If Steam committed to a permanent 88% revenue share for all developers and publishers without major strings attached, Epic would hastily organize a retreat from exclusives (while honoring our partner commitments) and consider putting our own games on Steam.
— Tim Sweeney (@TimSweeneyEpic) April 25, 2019
However, the company continued to defend its 30% cut from developers and even stated that “30% has become the ‘industry standard.'” Fortunately for Valve Corporation, it seems like this cut won’t be changing anytime soon. In its response to the allegations, the company asked the court to dismiss the case based on the unjustified accusations, saying that Wolfire Games failed to meet “the most basic requirements of an antitrust case,” and this is exactly what has happened now.
According to the verdict regarding the case, Wolfire Games’ allegations fail because of two reasons. Firstly, the accusation that Valve Corporation is illegally using Steam as a monopoly to force players to purchase games through its storefront only has been denied because the court stated that Steam as a storefront and platform are, in fact, “a single product within the integrated game platform and transaction market.”
Secondly, the accusation that Valve Corporation uses Steam as a monopoly to charge an exceptionally high cut of 30% from developers, which makes it unsustainable in a competitive market, was also denied because the court stated that, while other storefronts with lesser cuts have come and gone, Steam’s policies regarding the percentage of revenue that it charges its developers have remained the same all through the storefront’s history.
Furthermore, the verdict also states that a 30% cut is not unfair, as other storefronts with significantly more resources that have charged much less eventually failed, and that the high cut hasn’t reduced the number of games released on the storefront.
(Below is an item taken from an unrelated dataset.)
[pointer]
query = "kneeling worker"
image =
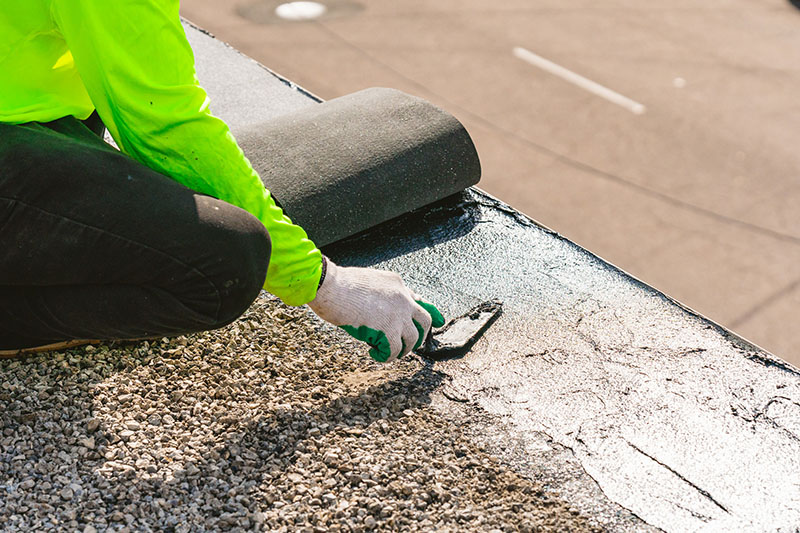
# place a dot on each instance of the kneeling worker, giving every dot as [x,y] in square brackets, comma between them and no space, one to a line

In addition to this, the verdict also states that Wolfire Games failed to describe how it directly suffered from the alleged reduction in the output of its games as a result of the policies.
Lastly, the court concluded the verdict by saying that “Wolfire may file a second amended complaint, addressing the infirmities described above, as well as any other changes it elects to make, within thirty (30) days of this order,” which suggests that the case isn’t over and Wolfire Games can still bring more evidence for another lawsuit.